Thomas suggested in this section to make a time pie relating to how you spend your days. She asks, “Which pieces should be smaller, which pieces should be bigger?” This is so helpful to really see how your time is being consumed and to see if you are doing what really matters. I know I seem to easily waste time on things that distract me during the course of a day.

Finally, in the area of Spiritual Rest, she writes about ceasing from fear, hard-heartedness, the need to know everything, and anxiety.
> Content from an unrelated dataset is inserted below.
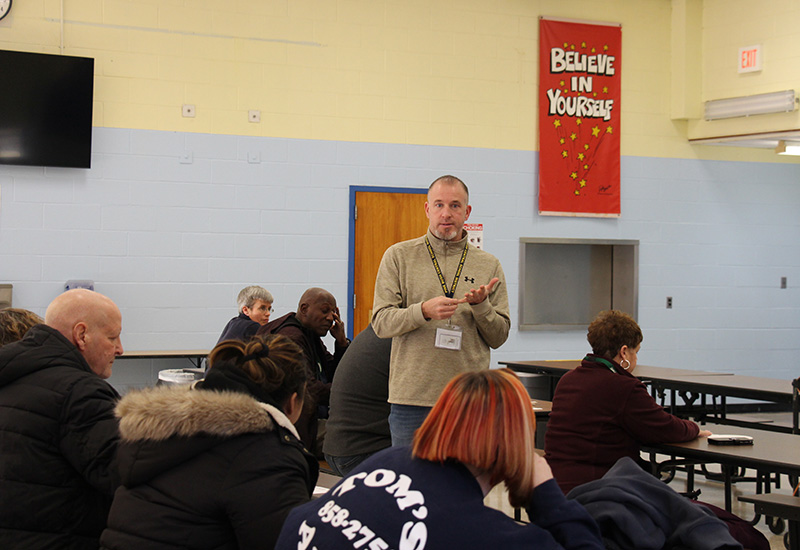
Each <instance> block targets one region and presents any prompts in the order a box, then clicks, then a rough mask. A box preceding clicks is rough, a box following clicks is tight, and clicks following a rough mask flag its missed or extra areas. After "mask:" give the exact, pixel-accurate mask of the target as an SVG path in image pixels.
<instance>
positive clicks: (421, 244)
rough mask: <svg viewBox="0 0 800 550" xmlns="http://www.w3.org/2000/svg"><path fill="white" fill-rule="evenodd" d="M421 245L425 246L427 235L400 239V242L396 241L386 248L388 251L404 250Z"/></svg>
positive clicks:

Here ceasing from fear and anxiety interested me most. When we cease from fear we need to learn to feast on trust. In the Spiritual Rest Stop here, Thomas gives a long list of scriptures to feast on. Thomas says, “Putting away fear and feasting on trust, we rest in the reliability of God.” How very true! That is what I am learning as I seek to know His love for me in a deeper way.

In the area of Ceasing from Anxiety, Thomas reminds us of these important truths:

1. “The first step to ceasing from anxiety and feasting on peace is recognizing our need to surrender control.” (Yes, I am slowly learning to abandon outcomes to the Lord.)

2. “We have to remember that even though we have relinquished control, we are not sent untethered into life’s anxious circumstances. God secures our tether and he is still in control.”

So, with these things in mind, knowing that God is in control, Thomas suggests that we can only do what we can do. Anxiety gets us nowhere. But in the Lord we can find peace and we can definitely trust in Him!

Thomas shares the story of the fiery furnace from the book of Daniel. She reminds us of the courage of Shadrach, Meshach, and Abednego as they said “if their worst ‘what-ifs’ came to pass, ‘even-so’ they would praise God.” Oh, Lord help us to look at our “what-ifs” in this way, with a willingness to praise you!